But I suspect you already knew that.
The menhaden reduction fishery has been controlled at sustainable levls for quite some time. They are a very prolific fish, and their numbers rebound very rapidly after even very extensive fishing pressure. Other species, not forage fish, are not as prolific. Atlantic cod and the other heavily fished groundfish are not returning in numbers people would like. Those are of far greater concern, IMO.
If they’re being over fished then that’s a problem. But that’s a problem with the over fishing not with the use. When captured fish becomes food for ANYTHING it’s not wasted, the headline and core of the article are wrong, harvesting food and making it food is fine. If we’re harvesting too much well then we need to deal with that, but how it’s being used doesn’t determine if it’s too much, the existence of a breeding population of the creature and things that naturally feed on the thing determines if it’s too much.
Sorry, this is alarmist baloney.

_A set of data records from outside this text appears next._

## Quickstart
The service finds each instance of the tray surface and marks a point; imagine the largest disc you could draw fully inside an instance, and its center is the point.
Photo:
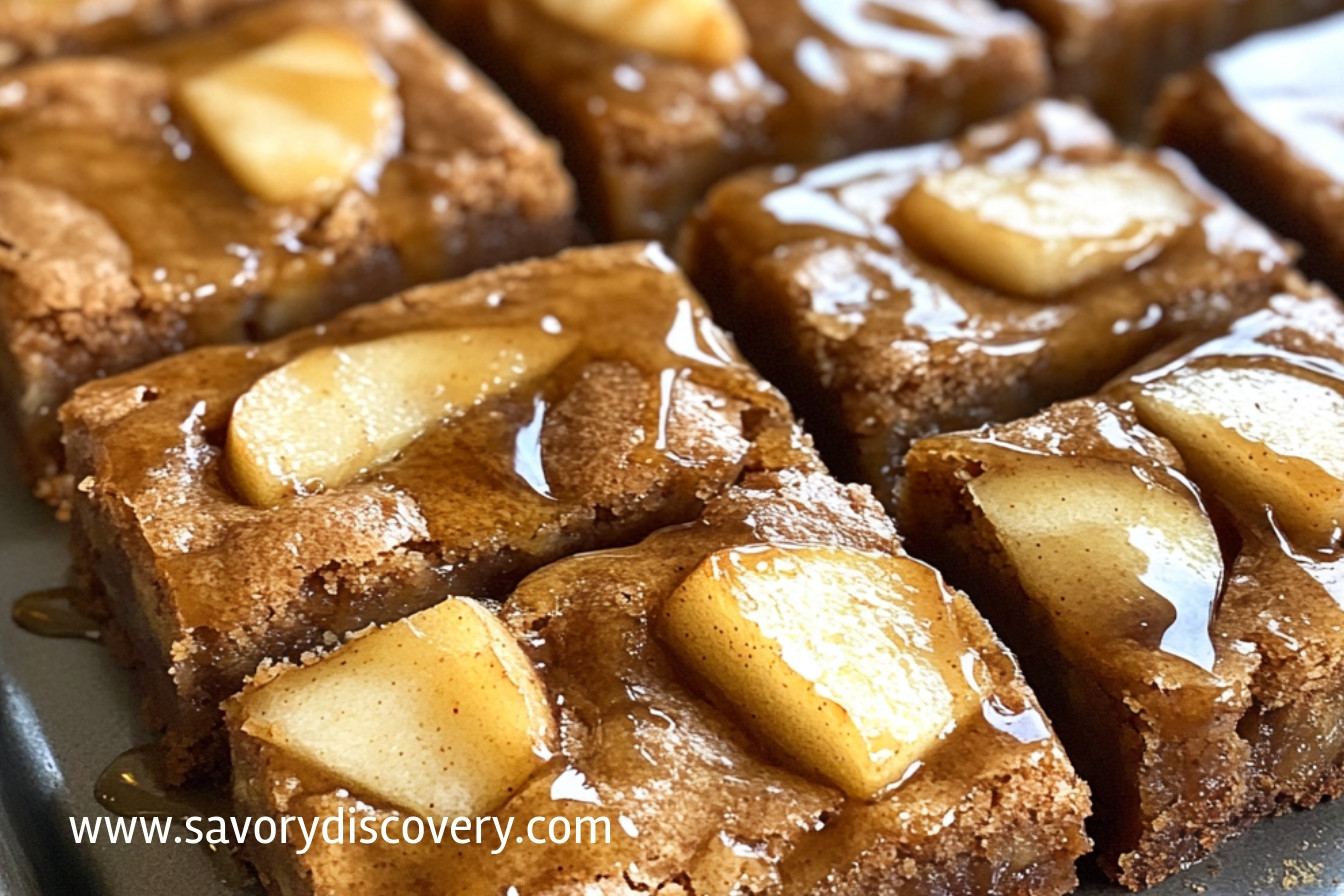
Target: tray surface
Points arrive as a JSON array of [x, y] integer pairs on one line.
[[66, 711]]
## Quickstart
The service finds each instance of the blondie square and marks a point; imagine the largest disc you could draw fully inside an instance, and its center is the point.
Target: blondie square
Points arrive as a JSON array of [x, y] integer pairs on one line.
[[909, 292], [653, 102], [1262, 121], [608, 720], [249, 503], [243, 180]]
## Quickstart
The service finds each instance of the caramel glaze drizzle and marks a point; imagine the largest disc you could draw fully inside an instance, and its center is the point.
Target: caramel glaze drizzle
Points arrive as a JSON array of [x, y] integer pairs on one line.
[[51, 614], [132, 785]]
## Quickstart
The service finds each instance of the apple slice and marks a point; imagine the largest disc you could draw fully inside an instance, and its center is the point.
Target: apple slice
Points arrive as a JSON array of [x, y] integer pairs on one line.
[[1108, 552], [304, 116], [847, 662], [1258, 438], [706, 31], [1039, 233], [339, 410], [440, 713]]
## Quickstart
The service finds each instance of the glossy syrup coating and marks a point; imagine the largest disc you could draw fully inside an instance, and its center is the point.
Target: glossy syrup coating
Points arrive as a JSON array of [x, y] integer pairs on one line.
[[647, 135], [1262, 121], [694, 802], [879, 343], [148, 245], [1116, 53], [1184, 740], [651, 414]]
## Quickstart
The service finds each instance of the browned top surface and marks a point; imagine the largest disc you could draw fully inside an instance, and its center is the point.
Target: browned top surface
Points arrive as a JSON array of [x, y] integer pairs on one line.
[[823, 79], [101, 143], [694, 803], [651, 414]]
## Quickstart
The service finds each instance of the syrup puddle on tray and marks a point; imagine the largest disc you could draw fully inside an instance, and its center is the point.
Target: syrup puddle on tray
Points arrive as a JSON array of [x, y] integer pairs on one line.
[[132, 786], [53, 614]]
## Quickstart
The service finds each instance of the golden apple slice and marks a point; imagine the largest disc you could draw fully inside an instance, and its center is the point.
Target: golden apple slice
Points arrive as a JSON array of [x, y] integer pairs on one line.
[[1039, 233], [339, 410], [440, 713], [304, 116], [848, 662], [1108, 552], [1258, 438], [706, 31]]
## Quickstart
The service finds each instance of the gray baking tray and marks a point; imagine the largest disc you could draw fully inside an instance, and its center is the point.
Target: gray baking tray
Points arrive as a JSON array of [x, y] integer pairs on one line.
[[66, 711]]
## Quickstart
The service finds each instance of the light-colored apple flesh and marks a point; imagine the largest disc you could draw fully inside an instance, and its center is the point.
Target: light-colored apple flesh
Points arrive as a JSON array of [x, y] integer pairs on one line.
[[1044, 231], [338, 411], [844, 661], [440, 713], [704, 31], [301, 117], [1109, 554], [1258, 438]]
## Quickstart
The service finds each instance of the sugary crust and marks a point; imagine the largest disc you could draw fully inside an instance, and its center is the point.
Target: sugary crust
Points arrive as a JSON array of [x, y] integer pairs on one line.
[[633, 435], [473, 186], [31, 28], [1179, 760], [883, 344], [1261, 168], [647, 136], [989, 808]]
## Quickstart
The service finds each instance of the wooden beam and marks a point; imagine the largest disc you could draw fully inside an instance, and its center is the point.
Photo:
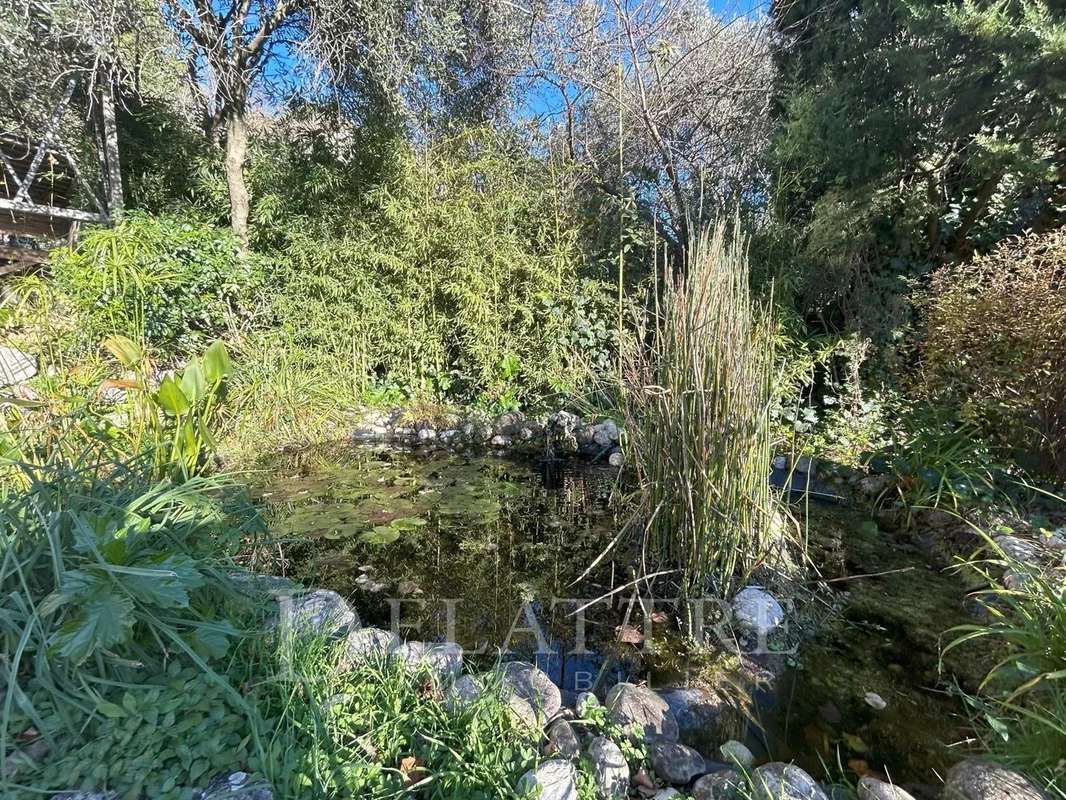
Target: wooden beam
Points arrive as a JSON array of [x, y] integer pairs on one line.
[[62, 213]]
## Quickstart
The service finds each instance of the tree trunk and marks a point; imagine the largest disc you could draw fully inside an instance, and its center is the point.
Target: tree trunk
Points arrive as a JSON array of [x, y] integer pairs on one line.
[[237, 149]]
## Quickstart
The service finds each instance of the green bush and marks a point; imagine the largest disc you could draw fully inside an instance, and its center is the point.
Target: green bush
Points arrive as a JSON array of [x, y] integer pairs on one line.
[[172, 283], [457, 276], [995, 344]]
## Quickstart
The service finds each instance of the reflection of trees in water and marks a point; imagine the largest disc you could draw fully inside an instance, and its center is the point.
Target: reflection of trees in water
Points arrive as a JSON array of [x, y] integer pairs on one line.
[[529, 533]]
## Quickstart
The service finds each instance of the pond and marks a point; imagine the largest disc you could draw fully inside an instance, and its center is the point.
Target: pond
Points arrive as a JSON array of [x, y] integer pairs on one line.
[[500, 555]]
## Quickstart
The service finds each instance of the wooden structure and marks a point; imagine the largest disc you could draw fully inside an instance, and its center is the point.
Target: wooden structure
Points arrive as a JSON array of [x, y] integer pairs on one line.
[[41, 182]]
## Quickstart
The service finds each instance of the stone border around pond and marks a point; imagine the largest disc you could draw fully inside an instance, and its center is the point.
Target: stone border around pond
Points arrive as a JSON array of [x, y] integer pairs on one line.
[[559, 434]]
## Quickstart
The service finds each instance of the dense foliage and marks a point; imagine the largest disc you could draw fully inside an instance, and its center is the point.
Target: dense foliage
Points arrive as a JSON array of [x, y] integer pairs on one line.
[[909, 133], [171, 282]]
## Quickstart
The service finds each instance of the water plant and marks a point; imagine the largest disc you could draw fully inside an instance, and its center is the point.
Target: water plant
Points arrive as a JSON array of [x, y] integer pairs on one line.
[[174, 419], [1021, 703], [696, 396], [106, 577]]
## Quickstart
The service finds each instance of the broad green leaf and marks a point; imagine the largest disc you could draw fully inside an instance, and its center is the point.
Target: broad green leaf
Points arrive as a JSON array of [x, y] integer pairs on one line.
[[105, 620], [193, 383], [216, 364], [171, 398], [125, 350]]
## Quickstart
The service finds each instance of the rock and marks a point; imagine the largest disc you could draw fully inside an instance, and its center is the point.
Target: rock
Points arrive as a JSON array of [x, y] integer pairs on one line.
[[756, 610], [16, 366], [641, 712], [463, 693], [442, 660], [1018, 549], [552, 780], [779, 781], [727, 784], [704, 718], [610, 768], [871, 788], [367, 644], [737, 753], [676, 763], [562, 740], [319, 612], [533, 686], [521, 710], [584, 702], [510, 424], [236, 786], [873, 485], [606, 433], [978, 780], [874, 700]]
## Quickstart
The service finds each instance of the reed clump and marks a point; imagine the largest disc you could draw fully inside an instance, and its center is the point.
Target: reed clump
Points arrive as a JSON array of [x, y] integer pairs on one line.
[[697, 387]]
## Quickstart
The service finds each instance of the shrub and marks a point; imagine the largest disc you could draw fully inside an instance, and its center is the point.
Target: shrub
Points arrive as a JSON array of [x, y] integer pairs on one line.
[[106, 578], [697, 397], [175, 284], [458, 276], [996, 344]]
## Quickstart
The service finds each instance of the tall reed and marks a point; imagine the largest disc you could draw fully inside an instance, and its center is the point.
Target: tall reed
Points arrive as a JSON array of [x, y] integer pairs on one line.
[[697, 385]]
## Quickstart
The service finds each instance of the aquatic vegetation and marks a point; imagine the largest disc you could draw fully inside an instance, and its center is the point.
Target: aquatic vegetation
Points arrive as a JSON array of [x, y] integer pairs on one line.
[[697, 395], [1021, 703]]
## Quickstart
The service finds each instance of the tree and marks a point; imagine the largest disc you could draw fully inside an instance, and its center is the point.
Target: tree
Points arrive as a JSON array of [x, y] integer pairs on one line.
[[910, 133], [663, 95], [229, 47]]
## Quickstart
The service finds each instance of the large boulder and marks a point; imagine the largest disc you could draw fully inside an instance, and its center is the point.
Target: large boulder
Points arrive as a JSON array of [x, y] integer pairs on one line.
[[533, 686], [236, 786], [756, 610], [562, 740], [442, 661], [16, 366], [610, 769], [727, 784], [871, 788], [978, 780], [705, 718], [676, 763], [779, 781], [737, 754], [642, 713], [552, 780]]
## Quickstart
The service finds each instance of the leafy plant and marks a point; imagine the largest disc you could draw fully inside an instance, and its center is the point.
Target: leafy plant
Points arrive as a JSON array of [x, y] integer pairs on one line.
[[697, 397], [937, 463], [173, 419], [1021, 702], [167, 281], [160, 738], [995, 334], [105, 577]]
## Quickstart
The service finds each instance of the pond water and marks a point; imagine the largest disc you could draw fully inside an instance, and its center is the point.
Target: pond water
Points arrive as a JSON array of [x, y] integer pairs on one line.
[[499, 555]]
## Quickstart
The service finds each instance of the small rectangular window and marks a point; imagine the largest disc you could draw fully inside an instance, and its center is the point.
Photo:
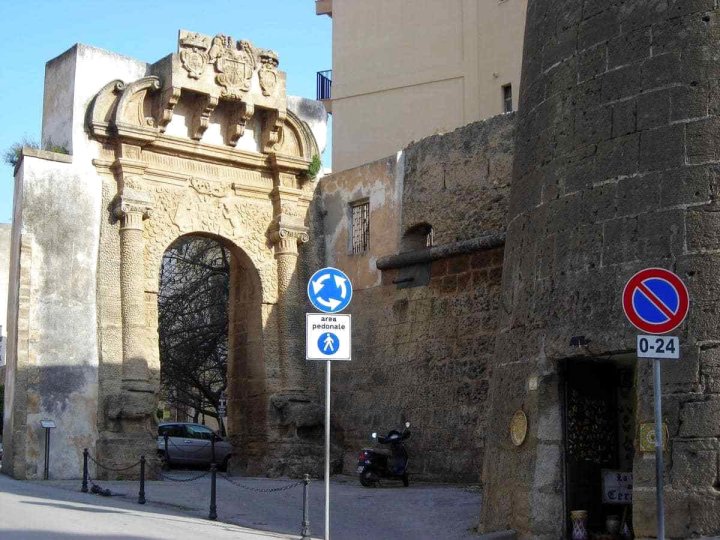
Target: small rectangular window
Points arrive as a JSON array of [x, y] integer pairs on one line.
[[507, 98], [360, 216]]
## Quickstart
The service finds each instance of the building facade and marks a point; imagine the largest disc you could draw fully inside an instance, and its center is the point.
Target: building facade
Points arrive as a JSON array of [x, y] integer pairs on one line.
[[5, 229], [203, 142], [406, 69]]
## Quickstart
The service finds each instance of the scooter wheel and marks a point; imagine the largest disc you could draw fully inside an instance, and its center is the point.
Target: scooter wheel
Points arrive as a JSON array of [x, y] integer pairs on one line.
[[368, 478]]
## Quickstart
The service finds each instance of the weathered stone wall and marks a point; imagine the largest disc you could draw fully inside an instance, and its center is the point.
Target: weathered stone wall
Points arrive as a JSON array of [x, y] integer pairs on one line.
[[5, 230], [615, 170], [90, 231], [421, 353], [459, 182], [52, 355]]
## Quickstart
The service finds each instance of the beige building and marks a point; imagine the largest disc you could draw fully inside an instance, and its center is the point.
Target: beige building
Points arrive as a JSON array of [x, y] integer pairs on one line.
[[407, 69], [5, 229]]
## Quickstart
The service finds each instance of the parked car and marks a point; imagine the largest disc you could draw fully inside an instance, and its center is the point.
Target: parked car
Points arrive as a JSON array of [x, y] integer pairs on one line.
[[191, 444]]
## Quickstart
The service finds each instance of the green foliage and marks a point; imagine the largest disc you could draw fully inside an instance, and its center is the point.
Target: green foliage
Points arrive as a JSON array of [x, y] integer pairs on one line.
[[11, 156]]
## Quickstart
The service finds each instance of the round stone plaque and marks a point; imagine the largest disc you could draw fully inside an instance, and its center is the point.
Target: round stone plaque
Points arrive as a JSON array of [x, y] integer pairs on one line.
[[518, 427]]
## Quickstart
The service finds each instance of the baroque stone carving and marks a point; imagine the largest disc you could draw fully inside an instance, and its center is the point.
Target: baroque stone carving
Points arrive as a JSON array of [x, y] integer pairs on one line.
[[268, 71], [206, 187], [201, 119], [235, 65], [193, 53], [238, 121], [133, 206]]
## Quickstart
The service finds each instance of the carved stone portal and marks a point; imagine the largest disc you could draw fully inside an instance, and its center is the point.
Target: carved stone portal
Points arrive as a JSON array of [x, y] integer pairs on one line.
[[160, 186]]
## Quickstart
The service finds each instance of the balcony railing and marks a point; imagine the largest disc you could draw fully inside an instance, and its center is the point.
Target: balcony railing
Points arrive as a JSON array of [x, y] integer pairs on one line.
[[324, 84]]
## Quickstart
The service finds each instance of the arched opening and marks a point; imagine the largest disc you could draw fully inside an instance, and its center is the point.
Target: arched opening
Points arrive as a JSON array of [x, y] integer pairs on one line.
[[193, 330], [210, 341], [418, 236]]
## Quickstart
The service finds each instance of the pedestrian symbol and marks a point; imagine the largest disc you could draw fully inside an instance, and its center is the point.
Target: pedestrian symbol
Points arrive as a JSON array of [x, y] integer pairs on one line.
[[328, 343], [329, 290], [327, 336]]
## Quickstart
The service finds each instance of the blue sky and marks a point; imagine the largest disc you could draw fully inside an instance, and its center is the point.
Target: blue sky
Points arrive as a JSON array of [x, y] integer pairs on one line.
[[37, 30]]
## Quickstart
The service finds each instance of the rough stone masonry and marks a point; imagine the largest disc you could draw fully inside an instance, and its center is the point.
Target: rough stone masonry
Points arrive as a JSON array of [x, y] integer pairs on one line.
[[616, 169], [202, 142]]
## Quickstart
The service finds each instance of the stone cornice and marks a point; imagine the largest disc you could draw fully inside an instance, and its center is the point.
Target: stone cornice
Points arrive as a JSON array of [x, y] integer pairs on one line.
[[420, 256]]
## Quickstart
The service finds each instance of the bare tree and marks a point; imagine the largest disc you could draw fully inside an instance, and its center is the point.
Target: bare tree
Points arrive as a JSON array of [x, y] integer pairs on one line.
[[193, 324]]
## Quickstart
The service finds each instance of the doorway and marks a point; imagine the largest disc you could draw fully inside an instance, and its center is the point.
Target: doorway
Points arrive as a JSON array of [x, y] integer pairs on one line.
[[599, 427]]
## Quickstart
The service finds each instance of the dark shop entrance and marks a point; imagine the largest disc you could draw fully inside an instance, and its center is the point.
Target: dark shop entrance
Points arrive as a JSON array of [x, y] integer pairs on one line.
[[599, 427]]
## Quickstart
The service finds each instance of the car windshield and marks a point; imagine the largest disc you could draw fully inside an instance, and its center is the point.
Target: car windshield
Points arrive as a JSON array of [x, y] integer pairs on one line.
[[171, 431], [199, 432]]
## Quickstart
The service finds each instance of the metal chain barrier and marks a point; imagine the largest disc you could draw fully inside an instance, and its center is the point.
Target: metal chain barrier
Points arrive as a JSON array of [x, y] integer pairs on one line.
[[191, 479], [99, 490], [112, 469], [262, 490]]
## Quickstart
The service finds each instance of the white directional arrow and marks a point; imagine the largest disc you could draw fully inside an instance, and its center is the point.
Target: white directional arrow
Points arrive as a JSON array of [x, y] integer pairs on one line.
[[332, 303], [340, 284], [318, 283]]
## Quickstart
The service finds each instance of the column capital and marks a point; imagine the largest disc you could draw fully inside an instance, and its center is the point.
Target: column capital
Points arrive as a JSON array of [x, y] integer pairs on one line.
[[132, 206], [286, 240]]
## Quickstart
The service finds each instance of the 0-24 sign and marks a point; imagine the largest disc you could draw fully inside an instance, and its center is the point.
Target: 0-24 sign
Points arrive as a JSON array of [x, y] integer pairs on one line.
[[658, 347]]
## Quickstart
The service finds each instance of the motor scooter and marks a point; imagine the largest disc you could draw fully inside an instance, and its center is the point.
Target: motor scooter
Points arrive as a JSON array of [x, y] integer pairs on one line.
[[390, 463]]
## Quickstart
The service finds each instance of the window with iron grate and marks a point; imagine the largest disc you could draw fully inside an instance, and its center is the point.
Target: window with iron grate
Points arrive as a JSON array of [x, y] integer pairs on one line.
[[360, 215]]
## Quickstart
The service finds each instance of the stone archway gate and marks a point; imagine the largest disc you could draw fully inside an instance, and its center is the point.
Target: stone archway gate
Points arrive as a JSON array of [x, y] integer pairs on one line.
[[204, 141]]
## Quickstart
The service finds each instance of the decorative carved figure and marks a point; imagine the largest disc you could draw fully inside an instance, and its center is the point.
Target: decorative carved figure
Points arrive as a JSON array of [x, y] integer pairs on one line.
[[206, 187], [193, 53], [268, 71], [235, 67]]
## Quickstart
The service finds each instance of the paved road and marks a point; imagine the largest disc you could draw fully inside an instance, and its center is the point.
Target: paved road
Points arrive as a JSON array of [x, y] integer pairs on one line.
[[37, 511], [57, 510], [422, 511]]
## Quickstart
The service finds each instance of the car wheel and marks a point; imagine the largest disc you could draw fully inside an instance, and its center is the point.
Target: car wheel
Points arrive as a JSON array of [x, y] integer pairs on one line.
[[368, 478], [164, 462]]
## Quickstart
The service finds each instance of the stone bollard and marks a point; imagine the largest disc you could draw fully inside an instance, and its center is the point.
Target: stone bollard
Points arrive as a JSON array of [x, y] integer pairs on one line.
[[85, 471], [306, 509], [141, 495]]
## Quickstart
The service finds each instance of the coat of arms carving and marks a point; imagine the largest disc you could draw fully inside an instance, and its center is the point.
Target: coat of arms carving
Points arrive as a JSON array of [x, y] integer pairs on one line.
[[268, 71], [193, 53], [235, 64]]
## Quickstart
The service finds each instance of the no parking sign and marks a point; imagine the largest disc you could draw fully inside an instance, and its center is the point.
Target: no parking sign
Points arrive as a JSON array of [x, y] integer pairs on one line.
[[655, 301]]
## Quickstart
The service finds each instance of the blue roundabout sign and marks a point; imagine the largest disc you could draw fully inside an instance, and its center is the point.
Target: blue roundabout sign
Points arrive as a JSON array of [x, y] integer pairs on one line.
[[329, 290]]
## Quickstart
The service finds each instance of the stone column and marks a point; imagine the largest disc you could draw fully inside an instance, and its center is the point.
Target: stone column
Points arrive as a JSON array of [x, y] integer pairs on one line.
[[133, 207], [289, 304]]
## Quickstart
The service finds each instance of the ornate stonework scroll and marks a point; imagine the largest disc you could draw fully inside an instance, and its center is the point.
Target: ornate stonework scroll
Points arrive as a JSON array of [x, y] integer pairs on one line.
[[159, 187]]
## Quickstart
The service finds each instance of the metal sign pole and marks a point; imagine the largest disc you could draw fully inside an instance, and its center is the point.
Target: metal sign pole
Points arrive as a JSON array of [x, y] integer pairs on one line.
[[659, 466], [327, 451]]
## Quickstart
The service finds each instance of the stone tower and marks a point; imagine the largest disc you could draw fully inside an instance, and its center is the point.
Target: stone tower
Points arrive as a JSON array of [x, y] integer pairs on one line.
[[616, 169]]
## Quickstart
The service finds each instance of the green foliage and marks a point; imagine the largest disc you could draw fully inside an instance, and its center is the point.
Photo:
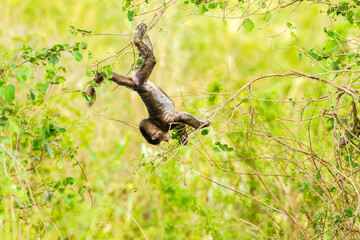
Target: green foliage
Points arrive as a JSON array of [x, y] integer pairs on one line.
[[285, 143]]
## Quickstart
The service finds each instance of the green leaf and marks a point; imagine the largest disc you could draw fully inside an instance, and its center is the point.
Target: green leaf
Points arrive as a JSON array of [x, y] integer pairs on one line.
[[216, 149], [23, 74], [267, 16], [49, 150], [90, 73], [248, 25], [77, 55], [205, 132], [349, 212], [60, 163], [8, 92], [14, 127], [351, 55], [4, 140], [4, 123], [130, 15], [83, 45], [53, 58]]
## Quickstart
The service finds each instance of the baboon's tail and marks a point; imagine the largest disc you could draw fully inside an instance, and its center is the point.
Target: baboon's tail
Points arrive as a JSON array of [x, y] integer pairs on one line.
[[116, 78]]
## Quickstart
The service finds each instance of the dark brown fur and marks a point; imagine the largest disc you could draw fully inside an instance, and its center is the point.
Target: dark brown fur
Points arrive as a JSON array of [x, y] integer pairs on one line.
[[162, 115]]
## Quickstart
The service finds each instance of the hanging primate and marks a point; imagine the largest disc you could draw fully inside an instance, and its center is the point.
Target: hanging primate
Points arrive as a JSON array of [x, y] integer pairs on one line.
[[162, 116]]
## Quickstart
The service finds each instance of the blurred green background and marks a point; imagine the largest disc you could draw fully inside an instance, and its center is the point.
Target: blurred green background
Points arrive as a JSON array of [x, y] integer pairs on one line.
[[137, 191]]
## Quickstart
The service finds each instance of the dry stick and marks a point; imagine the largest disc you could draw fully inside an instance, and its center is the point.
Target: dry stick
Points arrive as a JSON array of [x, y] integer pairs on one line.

But then, Cogitator, you've shown that you swallow alarmism hook, line and sinker. (Yes, I did read your 'about' page. It told me all I needed to know.)
The concept of sustainability assumes a static nature system. There is no such principle in nature as sustainability. All creatures seek to exterminate other creatures. When that food supply drops below harvestable levels it is abandoned for another or the predator dies out.
The extermination rate is nearly 99% as a function of natural selection. Why are these dummies trying to fool with Mother Nature?
The assumption that humans as arguably the dominant species should act in ways that contradict natural law is based on anxiety laden psychology, not science. It is our duty to wipe out every species possible. Only then will they be replaced with a rainbow of new species. You gotta love nature.